VHF帯で無線インターネットを

2017年12月20日 16:30

きのうのシンポジウムで原英史さんもいったように、電波の制度は20年以上変わっていない。その間に、電波は有線の通信を補完するインフラから主役に変わったのに、制度がそれに対応していないのだ。オークションばかり話題になるが、それは改革の一部にすぎない。

浪費されている電波のうち、圧倒的に重要なのはUHF帯だ。ここはいちばん使いやすい帯域なので、確実にもうかるモバイル通信に割り当てるのが常識だろう。テレビの中継局を区画整理して約200MHzを更地にし、オークションで割り当てるのが最適だが、テレビ局がどいてくれるのなら他の方式でもかまわない。あいた帯域には楽天などの新規事業者が入ってもいいし、既存キャリアが入ってもいい。

むずかしいのはVHF帯である。総務省は来年2月まで提案募集をしているが、大きなアンテナが必要になるので、スマホで通信に使うことはむずかしい。NOTTVのような「携帯マルチメディア放送」に割り当てたら失敗することは確実だ。きのうわれわれが話し合ったのは、免許不要帯に割り当てて無線インターネットの汎用インフラに使うことだ。

これは2000年にソフトバンクとマイクロソフトと東電の始めたスピードネットのビジネスモデルだ。これは無線LANの基地局を電柱に設置してモバイル通信に使おうという発想だった。2002年に真野浩さんの始めたMISも同じ発想だった。
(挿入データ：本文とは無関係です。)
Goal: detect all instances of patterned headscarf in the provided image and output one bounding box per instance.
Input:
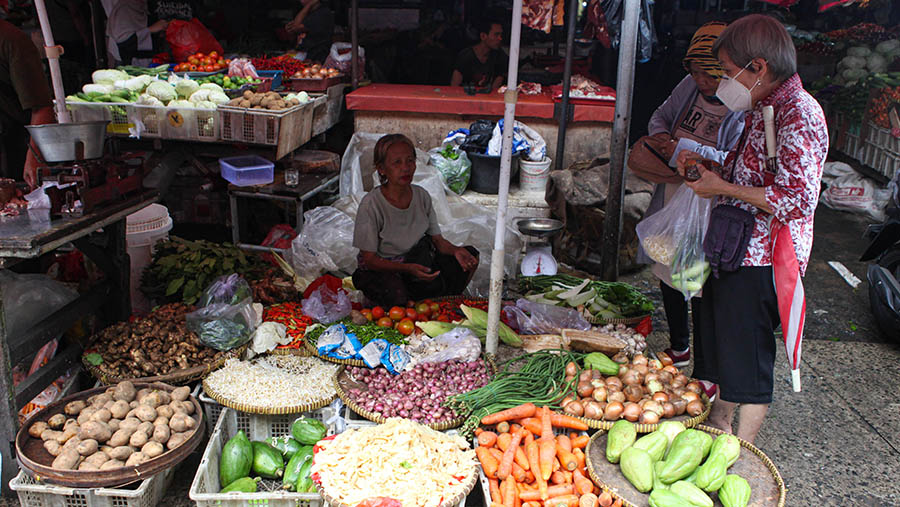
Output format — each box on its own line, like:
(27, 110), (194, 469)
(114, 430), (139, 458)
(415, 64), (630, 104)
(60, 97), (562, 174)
(683, 21), (727, 78)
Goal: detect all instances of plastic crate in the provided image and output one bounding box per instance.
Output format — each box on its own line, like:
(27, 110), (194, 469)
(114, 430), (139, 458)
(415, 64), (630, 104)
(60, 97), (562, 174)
(861, 141), (900, 179)
(865, 122), (900, 155)
(129, 104), (164, 139)
(159, 104), (219, 142)
(218, 96), (325, 160)
(10, 466), (175, 507)
(257, 70), (284, 90)
(189, 406), (336, 507)
(65, 101), (134, 136)
(219, 155), (275, 186)
(198, 391), (224, 435)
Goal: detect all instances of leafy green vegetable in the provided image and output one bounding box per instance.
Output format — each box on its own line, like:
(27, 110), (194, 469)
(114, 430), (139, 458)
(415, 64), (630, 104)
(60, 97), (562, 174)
(84, 353), (104, 366)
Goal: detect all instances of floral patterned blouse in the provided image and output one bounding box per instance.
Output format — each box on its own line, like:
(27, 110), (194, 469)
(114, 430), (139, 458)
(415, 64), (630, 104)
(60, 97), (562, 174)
(715, 74), (828, 276)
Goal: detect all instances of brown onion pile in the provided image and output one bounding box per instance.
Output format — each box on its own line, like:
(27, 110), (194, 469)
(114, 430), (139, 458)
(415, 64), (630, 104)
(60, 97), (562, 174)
(560, 354), (705, 424)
これは原理的にはできるが、2.4GHz帯の直進性が高すぎてうまく行かなかった。都心でビルがあると、それを超えて電波が飛ばないので、膨大な基地局が必要になるのだ。この点でVHF帯は到達距離が長く、電波が回り込むので、中継局が少なくてすむ。VHF帯で無線インターネットを実現する技術としては、IEEE802.22などが標準化されているので、これを使って図のようなIPインフラの卸し売りをやるのだ。

端末は今のスマホではだめだが、既存キャリアと組んで対応端末をつくればいい。AbemaTVやドワンゴがやってもいいし、MVNOが使うこともできる。スカパーなどの衛星局が携帯端末で放送するインフラにもなる(キー局がやってもいい)。端末はスマホである必要はなく、デジタル・サイネージなどのIoTにも使える。

コンテンツは何でもいいが、今の枠組でいうと「委託放送事業者」に近いので、リスクはそれほど大きくない。IPインフラ業者(受託放送事業者)の投資は大きいが、卸し売りなので安定した収益が見込める。これはオークションで決めてもいいが、手を上げる業者が多いとは思えないので、比較審査で決めてもいい。電波が遊んでいるよりましだ。

この案は委託・受託モデルという点ではNOTTVと似ているが、彼らのビジネスは囲い込み型だったので、コンテンツが失敗したら全面撤退するしかない。IPならコンテンツ業者は交替でき、インフラはずっと使える――というのが私案だが、どうだろうか。